Von Daniela Pfeiffer

Die Überraschung kam drei Tage nach dem Kauf des Kinderwagens. Er würde wohl zu klein sein. Mandy Knötschke hatte nicht nur ein Baby im Bauch, sondern zwei. Erst in der 19. Schwangerschaftswoche erfuhren sie und ihr Mann, dass sie bald zu sechst sein würden. Die Söhne Timo (4) und Luca (5) würden bald zwei kleine Geschwister haben. Pünktlich am Ostersonnabend kam das kleine Doppelpack auf die Welt. „Nicht zu früh und ganz normal geboren“, erzählt Mandy Knötschke. Darüber ist sie froh und stolz. Denn die 33-Jährige lässt gern der Natur den Lauf, wollte auch eine Hausgeburt, schulmedizinische Untersuchungen in der Schwangerschaft lehnte sie ab – bis dann eben doch das Gefühl übermächtig wurde, es könnte mehr als ein Baby sein. „Es war wie eine Vorahnung“, sagt sie heute lächelnd und blickt auf die beiden Kleinen in ihrem Arm: Till und Lilly. Sie blond und blauäugig, er dunkel mit großen braunen Kulleraugen. Sie haben das Leben der Knötschkes schon mächtig umgekrempelt, seit sie geboren wurden. Sogar umgezogen ist die Familie – von Görlitz nach Königshain in eine schöne, viel größere Wohnung. Für sechs war in der alten Wohnung wirklich kein Platz. Die beiden Großen haben jetzt ganz oben ihr eigenes Reich. Nur wenn Besuch da ist, mögen sie dorthin nicht so gern gehen. Lieber erzählen und herumwirbeln, versuchen, Mamas und Papas Aufmerksamkeit zu gewinnen.
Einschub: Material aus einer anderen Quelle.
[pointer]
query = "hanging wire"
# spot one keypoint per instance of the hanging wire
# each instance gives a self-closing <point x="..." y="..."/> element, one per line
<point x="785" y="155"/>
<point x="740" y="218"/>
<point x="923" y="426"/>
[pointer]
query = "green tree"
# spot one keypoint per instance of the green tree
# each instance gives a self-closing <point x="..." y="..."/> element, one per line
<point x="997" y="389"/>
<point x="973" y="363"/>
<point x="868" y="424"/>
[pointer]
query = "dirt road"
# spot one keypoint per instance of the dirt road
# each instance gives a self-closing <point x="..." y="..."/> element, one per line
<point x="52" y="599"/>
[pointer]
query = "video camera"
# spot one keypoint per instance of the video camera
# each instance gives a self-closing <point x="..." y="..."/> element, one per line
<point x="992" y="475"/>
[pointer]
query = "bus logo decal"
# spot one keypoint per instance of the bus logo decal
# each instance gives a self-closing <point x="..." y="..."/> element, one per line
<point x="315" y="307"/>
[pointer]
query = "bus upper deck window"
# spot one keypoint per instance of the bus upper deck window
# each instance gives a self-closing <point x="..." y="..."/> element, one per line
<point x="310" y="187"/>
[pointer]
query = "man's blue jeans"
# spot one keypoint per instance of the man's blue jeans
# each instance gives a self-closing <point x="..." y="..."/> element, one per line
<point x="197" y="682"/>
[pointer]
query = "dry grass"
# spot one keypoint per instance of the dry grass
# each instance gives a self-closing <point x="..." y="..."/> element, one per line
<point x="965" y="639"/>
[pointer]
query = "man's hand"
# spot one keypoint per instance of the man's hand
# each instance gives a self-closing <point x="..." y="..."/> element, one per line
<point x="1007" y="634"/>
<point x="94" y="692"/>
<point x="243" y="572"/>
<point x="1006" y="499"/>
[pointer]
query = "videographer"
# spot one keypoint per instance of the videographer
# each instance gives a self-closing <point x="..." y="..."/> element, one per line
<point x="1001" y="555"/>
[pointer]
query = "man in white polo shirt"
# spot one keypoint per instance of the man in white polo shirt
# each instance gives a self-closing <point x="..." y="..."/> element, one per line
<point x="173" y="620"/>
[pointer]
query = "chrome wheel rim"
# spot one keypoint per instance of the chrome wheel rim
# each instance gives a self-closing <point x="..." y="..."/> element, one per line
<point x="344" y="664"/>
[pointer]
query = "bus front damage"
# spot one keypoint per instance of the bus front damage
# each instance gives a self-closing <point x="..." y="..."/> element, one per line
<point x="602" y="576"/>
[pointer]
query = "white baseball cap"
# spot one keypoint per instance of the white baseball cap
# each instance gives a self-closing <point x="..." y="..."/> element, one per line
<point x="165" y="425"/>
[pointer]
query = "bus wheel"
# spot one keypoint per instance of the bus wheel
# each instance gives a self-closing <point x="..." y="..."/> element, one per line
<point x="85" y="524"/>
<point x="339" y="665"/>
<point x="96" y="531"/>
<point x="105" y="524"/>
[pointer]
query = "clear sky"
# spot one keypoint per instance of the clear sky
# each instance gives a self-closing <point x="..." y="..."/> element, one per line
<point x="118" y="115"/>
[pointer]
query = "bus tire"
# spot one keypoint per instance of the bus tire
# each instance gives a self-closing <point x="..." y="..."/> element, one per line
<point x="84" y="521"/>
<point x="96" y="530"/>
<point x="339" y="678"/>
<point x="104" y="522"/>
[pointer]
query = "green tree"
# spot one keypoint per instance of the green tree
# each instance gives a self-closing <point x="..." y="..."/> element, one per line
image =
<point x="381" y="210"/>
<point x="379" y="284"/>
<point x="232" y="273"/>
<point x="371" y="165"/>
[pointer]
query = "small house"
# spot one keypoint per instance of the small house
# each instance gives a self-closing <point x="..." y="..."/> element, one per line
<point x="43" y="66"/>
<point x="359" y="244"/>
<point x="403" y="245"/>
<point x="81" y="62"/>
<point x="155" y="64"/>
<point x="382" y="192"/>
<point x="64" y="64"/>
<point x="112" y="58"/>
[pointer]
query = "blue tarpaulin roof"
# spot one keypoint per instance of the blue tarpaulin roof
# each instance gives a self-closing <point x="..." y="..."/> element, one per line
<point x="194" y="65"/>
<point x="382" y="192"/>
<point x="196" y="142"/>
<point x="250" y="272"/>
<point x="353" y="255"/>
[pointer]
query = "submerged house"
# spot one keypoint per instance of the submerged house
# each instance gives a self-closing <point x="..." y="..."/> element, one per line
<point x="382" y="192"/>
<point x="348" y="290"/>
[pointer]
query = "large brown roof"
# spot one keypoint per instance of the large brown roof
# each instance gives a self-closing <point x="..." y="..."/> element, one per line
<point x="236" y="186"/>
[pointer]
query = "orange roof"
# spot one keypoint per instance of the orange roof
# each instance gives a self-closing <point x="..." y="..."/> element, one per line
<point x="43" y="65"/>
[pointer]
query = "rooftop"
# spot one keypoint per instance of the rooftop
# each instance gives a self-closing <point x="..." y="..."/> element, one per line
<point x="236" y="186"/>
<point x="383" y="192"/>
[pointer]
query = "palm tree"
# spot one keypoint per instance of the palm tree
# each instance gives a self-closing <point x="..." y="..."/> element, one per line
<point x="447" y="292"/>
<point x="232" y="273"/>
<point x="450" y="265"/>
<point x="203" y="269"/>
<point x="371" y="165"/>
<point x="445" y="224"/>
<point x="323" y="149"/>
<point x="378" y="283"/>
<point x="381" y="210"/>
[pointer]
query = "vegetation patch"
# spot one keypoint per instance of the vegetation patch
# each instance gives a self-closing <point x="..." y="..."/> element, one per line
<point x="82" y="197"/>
Dass es hier ab und an turbulent zugeht, ahnt man. Aber die Eltern haben sich ein eigenes System aufgebaut. Steffen Knötschke kümmert sich morgens um die Großen, macht ihnen Frühstück, bringt sie nach Görlitz in die Kita. Dann kommt der selbstständige Vermögensberater meist noch mal zurück und frühstückt mit seiner Frau. Auch wenn das halbwegs entspannt klingt: Zeit hat für sie eine ganz andere Bedeutung, seit auch die beiden Kleinen auf der Welt sind. Vor allem da sie keine Verwandten in der Nähe haben, keine Großeltern, die mal spontan einspringen könnten, wenn Arzt, Einkaufen oder Behördentermine auf dem Plan stehen oder die Großen zum Sport gebracht werden müssen. „Das fehlt uns schon sehr, da würden wir uns wünschen, es gäbe jemanden“, sagt Mandy Knötschke. Angebote wie den Großelterndienst kennen sie, aber das ist nicht ganz das, was sie suchen. Es geht nicht um ein, zwei feste Termine pro Woche, sondern um den spontanen Anruf von jetzt auf gleich. Aber Freunde gibt es zum Glück, die auch mal helfen. Mandy hat mehrere Freundinnen, die ebenfalls viele Kinder haben. „Die verstehen einen am besten und kommen, wenn’s mal brennt.“

Timo und Luca handeln indes mit dem Papa die Bedingungen aus, unter denen sie in Betracht ziehen würden, doch eine halbe Stunde in ihr Kinderzimmer zu gehen. Was Süßes? Okay. „Ein Kind ist kein Kind“, schmunzelt Steffen Knötschke, der zudem noch zwei erwachsene Kinder aus einer früheren Beziehung hat. Der 48-Jährige schwört darauf, dass gute körperliche Fitness eine wesentliche Voraussetzung ist, mit Stress fertig zu werden, und gesunde Ernährung. Mandy Knötschke, die nebenbei erst Lilly, dann Till stillt, hat ihr eigenes Rezept: „Mamas schaffen das.“ Das gilt vor allem, wenn sie mit den Zwillingen allein unterwegs ist. Einkaufen zum Beispiel. Eins im Tragetuch am Körper, das andere in der Babyschale im Korb. Anders geht es gar nicht. Lustig finden Knötschkes dabei die Reaktionen der Leute. „Wenn sie die Zwillinge zuerst sehen, heißt es immer: Ach wie süß, Zwillinge“, erzählt Vater Steffen. „Kommen dann die beiden Jungs noch herbeigerannt, schlägt es in Bedauern um: vier kleine Kinder, ach die Armen.“

Familie Knötschke hat zu einem sehr zwillingsreichen Jahr für Görlitz beigetragen. Im Vergleich zu den Vorjahren kann man fast von einem Zwillingsboom sprechen. Waren es 2013 und 2014 je zehn Paare und im vergangenen Jahr neun, konnten sich 2016 gleich 24 Elternpaare über doppelten Nachwuchs freuen. Insgesamt sind 2016 bislang 793 Kinder geboren, erstmals seit einigen Jahren rechne das Krankenhaus mit 800 Geburten, so Sprecherin Katja Pietsch. Und zwei davon sind Lilly und Till.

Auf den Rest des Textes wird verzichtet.